Terapêutica do microbioma
A Dra. Colleen Kelly descreveu as recomendações feitas pela diretriz de prática clínica da AGA sobre terapias baseadas na microbiota fecal para doenças gastrointestinais. Em adultos imunocompetentes, a AGA sugere o uso de terapias baseadas na microbiota fecal após a conclusão do tratamento padrão com antibióticos, mas em adultos leve ou moderadamente imunocomprometidos com infeção recorrente por C. difficile, ou adultos hospitalizados com infeção grave ou fulminante por C. difficile que não respondem ao tratamento padrão. Além disso, a AGA sugere a utilização de um transplante convencional de microbiota fecal após a conclusão do tratamento antibiótico padrão. Em adultos com colite ulcerosa, doença de Crohn, pouchite ou síndrome do intestino irritável, a AGA sugere contra o uso de transplante convencional de microbiota fecal, exceto no contexto de ensaios clínicos. A Dra. Jessica Allegretti descreveu o estado atual das terapias baseadas na microbiota fecal, referindo as recentes actualizações da FDA, em que é necessário um pedido de investigação de um novo medicamento quando se utilizam produtos de fezes em bancos e um rastreio mais abrangente dos dadores, incluindo o rastreio de SarsCov-2 e de bactérias produtoras de betalactamases de espetro alargado (ESBL), dado que foi notificada uma infeção sistémica com bactérias ESBL após o FMT em dois doentes imunocomprometidos. O panorama do tratamento da infeção por C. difficile está a evoluir rapidamente com a aprovação pela FDA de dois novos produtos de microbiota fecal para a prevenção de CDI recorrente, REBYOTA (microbiota fecal, viva - jslm) como uma instalação rectal de dose única ou VOWST (esporos de microbiota fecal, vivos-brpk) 4 cápsulas tomadas por via oral uma vez por dia durante 3 dias consecutivos, 3-4 dias após os antibióticos padrão de tratamento, bem como um ensaio de fase III em curso de um consórcio bacteriano vivo racionalmente definido, não derivado de fezes de dador.

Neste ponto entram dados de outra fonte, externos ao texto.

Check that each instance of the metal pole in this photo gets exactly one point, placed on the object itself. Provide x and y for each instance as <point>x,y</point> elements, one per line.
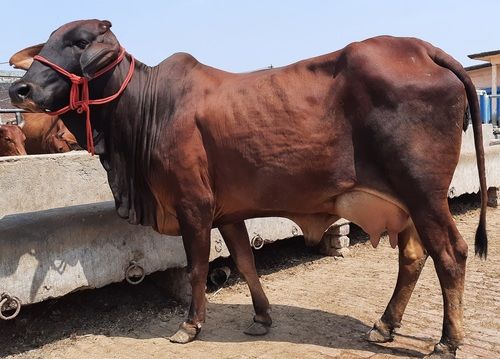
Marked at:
<point>11,110</point>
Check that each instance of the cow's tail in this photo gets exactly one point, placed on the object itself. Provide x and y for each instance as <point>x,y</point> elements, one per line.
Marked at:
<point>444,60</point>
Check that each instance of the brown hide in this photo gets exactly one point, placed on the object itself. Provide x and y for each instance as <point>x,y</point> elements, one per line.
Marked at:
<point>47,134</point>
<point>11,141</point>
<point>370,132</point>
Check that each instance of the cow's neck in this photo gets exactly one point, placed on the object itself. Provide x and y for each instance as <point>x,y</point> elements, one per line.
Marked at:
<point>123,131</point>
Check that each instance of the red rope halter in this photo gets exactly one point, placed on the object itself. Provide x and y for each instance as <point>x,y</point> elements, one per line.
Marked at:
<point>79,98</point>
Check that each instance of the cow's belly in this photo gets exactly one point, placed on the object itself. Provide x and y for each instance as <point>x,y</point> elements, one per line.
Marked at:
<point>374,212</point>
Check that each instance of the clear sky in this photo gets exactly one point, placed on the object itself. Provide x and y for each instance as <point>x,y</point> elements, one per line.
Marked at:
<point>247,35</point>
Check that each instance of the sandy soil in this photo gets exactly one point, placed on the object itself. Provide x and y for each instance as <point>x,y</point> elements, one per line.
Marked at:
<point>321,307</point>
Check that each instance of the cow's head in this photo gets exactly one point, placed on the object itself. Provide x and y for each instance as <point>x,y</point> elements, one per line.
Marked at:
<point>11,140</point>
<point>62,140</point>
<point>80,47</point>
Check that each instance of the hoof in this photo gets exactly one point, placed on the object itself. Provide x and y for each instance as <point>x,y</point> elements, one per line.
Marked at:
<point>258,327</point>
<point>442,351</point>
<point>186,333</point>
<point>379,334</point>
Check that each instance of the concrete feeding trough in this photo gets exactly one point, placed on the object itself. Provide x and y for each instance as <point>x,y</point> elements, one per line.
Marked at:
<point>59,231</point>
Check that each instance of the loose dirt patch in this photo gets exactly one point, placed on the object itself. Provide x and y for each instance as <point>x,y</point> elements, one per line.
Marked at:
<point>321,307</point>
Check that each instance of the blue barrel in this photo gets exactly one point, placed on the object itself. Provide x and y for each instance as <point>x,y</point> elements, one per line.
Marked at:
<point>485,107</point>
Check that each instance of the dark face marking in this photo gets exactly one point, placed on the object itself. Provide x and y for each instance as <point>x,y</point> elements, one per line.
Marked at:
<point>71,47</point>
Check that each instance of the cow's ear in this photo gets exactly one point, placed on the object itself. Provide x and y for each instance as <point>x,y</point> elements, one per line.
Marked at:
<point>24,58</point>
<point>97,56</point>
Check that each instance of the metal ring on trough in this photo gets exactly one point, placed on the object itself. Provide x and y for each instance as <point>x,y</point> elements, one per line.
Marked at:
<point>133,278</point>
<point>257,242</point>
<point>8,299</point>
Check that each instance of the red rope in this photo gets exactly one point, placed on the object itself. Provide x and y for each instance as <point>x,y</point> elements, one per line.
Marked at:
<point>79,100</point>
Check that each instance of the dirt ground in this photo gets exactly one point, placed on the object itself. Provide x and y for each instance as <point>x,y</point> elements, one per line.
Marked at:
<point>321,307</point>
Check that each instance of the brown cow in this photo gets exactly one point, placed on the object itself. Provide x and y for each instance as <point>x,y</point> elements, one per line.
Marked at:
<point>371,133</point>
<point>11,141</point>
<point>47,134</point>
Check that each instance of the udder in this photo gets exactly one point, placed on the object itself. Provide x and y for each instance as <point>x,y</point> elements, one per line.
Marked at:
<point>374,212</point>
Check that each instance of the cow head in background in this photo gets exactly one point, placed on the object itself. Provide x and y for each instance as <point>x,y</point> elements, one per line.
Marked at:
<point>11,140</point>
<point>80,47</point>
<point>62,140</point>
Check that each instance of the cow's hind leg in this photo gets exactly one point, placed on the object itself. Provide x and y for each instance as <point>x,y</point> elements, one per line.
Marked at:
<point>448,250</point>
<point>412,257</point>
<point>238,243</point>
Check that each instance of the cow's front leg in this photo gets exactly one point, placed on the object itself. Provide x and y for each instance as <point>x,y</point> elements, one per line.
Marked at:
<point>195,224</point>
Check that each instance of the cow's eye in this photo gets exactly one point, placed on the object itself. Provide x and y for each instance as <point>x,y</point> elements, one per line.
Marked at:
<point>82,44</point>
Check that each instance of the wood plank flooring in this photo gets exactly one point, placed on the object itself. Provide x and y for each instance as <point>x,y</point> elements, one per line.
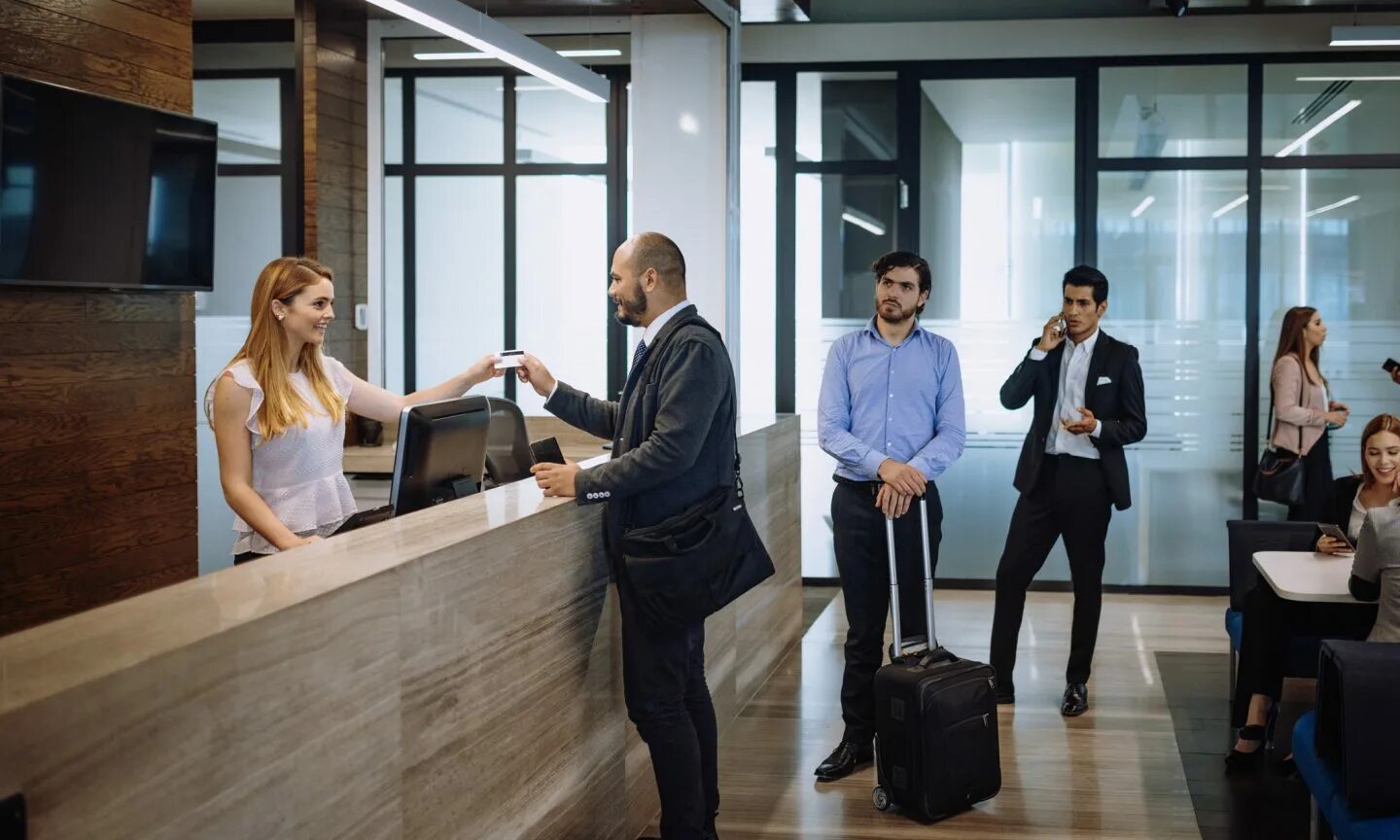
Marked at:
<point>1112,773</point>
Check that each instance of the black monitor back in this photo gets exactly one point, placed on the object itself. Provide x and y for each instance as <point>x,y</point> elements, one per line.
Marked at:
<point>441,452</point>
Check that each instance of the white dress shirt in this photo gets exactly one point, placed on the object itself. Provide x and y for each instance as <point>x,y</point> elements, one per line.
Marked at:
<point>1074,374</point>
<point>654,328</point>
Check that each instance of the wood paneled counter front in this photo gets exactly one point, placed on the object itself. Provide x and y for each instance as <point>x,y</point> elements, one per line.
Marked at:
<point>449,674</point>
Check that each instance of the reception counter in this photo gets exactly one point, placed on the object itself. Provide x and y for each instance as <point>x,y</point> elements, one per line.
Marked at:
<point>448,674</point>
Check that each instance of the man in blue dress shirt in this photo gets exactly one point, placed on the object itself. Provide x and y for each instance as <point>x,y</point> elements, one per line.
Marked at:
<point>892,414</point>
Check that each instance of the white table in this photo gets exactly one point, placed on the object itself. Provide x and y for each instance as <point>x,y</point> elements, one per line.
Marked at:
<point>1307,576</point>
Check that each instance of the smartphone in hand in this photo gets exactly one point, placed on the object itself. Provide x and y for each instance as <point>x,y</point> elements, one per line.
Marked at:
<point>1336,534</point>
<point>546,451</point>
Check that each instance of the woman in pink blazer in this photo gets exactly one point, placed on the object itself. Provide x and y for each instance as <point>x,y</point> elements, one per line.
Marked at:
<point>1304,410</point>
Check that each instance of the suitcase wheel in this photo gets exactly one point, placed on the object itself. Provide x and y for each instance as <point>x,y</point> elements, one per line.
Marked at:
<point>881,798</point>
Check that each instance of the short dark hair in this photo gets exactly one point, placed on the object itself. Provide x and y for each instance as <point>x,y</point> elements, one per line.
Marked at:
<point>904,260</point>
<point>1088,276</point>
<point>658,251</point>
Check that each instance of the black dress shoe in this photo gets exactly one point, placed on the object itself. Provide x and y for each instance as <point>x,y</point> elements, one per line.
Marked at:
<point>845,759</point>
<point>1075,700</point>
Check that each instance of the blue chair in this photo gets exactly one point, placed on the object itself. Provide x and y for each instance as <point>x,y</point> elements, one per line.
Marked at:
<point>1247,537</point>
<point>1327,801</point>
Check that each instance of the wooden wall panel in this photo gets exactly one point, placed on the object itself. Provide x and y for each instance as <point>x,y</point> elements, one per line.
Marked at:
<point>336,161</point>
<point>97,390</point>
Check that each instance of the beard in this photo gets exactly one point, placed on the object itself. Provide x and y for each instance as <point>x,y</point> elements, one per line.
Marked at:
<point>881,311</point>
<point>632,308</point>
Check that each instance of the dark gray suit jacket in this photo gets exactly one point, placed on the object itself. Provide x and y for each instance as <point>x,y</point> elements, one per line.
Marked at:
<point>672,432</point>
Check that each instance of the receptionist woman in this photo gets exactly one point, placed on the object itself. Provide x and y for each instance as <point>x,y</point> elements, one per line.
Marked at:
<point>279,413</point>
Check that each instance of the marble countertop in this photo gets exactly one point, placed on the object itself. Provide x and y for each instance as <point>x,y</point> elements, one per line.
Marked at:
<point>64,654</point>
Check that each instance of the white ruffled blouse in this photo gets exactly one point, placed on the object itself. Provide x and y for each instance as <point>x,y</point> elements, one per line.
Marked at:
<point>301,472</point>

Um debate moderado sobre o papel dos probióticos nas doenças gastrointestinais incluiu uma análise exaustiva da utilização de probióticos em adultos e crianças. A discussão centrou-se no caminho a seguir e, embora os probióticos pareçam não ser eficazes nas perturbações gastrointestinais dos adultos quando se considera a literatura geral, os seus efeitos variam consoante a espécie e a estirpe e alguns doentes podem beneficiar deles. Além disso, os alimentos fermentados caseiros como o iogurte, o kimchi e o kefir foram discutidos como alternativas económicas. As diferenças nas recomendações de diferentes sociedades científicas relativamente à utilização de probióticos parecem resultar de diferentes metodologias e dos tipos de estudos clínicos que são considerados na elaboração das recomendações. Os testes diretos ao microbioma do consumidor estão a ganhar popularidade entre os doentes, especialmente para orientar a terapêutica probiótica, mas o painel concluiu que, atualmente, não há benefícios clínicos comprovados, pelo que não devem ser recomendados. No entanto, existe um potencial para utilizações futuras, como o rastreio das alterações do microbiota de um indivíduo após intervenções. Um tema central que emergiu de todas estas discussões centrou-se na necessidade de abordagens personalizadas à terapêutica do microbioma.